This Refcard describes version 1.2 of Apache Drill released in October 2015. Apache Drill is an open-source SQL-on-Everything engine. It allows SQL queries to be executed on any kind of data source, ranging from simple CSV files to advanced SQL and NoSQL database servers.
Drill has three distinguishing features:
- Drill can access flat, relational data structures as well as data sources with non-relational structures, such as arrays, hierarchies, maps, nested tables, and complex data types. Besides being able to access these data sources, Drill can run queries that join data across multiple data sources, including non-relational and relational ones.

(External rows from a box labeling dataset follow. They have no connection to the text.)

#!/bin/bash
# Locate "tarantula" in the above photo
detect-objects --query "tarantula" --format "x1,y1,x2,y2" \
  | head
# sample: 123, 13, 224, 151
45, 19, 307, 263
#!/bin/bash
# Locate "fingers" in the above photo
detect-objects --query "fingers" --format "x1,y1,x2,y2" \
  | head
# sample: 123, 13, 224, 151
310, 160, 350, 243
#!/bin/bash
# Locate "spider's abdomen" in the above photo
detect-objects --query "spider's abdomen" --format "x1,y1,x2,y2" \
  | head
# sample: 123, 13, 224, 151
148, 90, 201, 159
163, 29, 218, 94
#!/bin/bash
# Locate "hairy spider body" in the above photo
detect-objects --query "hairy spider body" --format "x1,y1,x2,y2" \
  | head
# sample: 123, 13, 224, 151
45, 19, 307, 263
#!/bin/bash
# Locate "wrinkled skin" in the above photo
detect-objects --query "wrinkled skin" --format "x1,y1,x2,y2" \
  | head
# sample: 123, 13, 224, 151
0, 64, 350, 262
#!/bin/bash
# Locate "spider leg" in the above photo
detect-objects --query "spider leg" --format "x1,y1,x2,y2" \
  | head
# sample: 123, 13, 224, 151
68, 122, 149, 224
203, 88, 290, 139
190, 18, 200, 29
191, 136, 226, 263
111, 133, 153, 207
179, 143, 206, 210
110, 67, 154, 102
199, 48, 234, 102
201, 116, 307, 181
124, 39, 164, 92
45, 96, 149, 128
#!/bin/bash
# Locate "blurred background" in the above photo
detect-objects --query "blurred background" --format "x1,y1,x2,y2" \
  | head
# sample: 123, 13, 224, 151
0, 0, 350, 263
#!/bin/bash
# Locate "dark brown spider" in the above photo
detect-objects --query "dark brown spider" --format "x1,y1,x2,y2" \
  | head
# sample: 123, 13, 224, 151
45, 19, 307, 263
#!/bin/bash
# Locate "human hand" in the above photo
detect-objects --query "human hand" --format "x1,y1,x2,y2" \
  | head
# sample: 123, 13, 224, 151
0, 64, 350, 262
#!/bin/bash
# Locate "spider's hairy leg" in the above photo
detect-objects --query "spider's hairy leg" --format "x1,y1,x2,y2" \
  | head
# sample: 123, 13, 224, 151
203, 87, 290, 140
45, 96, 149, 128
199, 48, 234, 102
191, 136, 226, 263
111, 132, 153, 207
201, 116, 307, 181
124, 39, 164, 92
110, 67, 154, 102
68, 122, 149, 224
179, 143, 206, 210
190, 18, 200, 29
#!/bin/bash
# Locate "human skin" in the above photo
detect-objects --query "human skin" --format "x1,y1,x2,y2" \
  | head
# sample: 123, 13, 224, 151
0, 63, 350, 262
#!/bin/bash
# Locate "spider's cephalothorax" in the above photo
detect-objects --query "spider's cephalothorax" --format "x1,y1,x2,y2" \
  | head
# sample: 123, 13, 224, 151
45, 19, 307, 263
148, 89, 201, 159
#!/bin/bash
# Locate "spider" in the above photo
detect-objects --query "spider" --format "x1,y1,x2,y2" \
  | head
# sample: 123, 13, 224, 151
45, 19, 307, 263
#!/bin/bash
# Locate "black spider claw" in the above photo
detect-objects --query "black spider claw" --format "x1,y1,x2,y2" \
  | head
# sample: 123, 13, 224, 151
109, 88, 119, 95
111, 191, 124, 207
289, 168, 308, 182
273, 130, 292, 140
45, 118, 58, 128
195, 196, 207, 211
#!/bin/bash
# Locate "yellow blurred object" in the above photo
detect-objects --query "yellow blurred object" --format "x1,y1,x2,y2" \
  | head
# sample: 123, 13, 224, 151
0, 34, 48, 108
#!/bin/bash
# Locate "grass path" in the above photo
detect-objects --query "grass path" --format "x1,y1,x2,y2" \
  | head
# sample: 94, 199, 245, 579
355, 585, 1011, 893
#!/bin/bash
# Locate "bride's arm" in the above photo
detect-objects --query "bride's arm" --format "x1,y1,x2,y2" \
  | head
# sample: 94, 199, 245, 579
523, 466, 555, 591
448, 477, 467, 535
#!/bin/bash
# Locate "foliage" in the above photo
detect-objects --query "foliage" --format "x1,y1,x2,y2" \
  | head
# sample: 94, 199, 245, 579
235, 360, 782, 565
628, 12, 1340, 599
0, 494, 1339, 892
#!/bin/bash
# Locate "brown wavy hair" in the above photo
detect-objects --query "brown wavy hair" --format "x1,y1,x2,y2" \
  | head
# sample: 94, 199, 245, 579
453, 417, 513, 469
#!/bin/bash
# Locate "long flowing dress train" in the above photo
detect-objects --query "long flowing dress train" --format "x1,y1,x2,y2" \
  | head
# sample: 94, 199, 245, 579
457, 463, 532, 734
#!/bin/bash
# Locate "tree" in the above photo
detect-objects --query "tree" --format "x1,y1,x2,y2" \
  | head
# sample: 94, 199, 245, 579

- Drill allows for schema-less access of data. In other words, it doesn’t need access to the schema definition of the data source. It doesn’t need to know the structure of the tables in advance, nor does it need statistical data. It goes straight for the data. The schema of the query result is therefore not known in advance. It’s built up and derived when data comes back from the data source. During the processing of all the data, the schema of the query result is continuously adapted. For example, the schema of a Hadoop file (or any data source) doesn’t have to be documented in Apache Hive to make it accessible for Drill.
- As with most SQL database servers, Drill doesn’t have its own database. It has been designed and optimized to access other data sources. There is rarely ever a need to copy data from a data source to Hadoop to make it accessible by Drill.
Apache Drill's Supported Plugins for Data Access
- CSV and TSV files
- Hadoop files with Parquet and AVRO file formats, including Amazon S3
- NoSQL databases, such as MongoDB and Apache HBase
- SQL database servers, such as MySQL and Oracle, through an ODBC/JDBC interface
- Files with JSON or BSON data structures
- SQL-on-Hadoop engines, such as Apache Hive and Impala
Note: This Refcard uses several example files (CSV and JSON files) to demonstrate several of Drill's capabilities.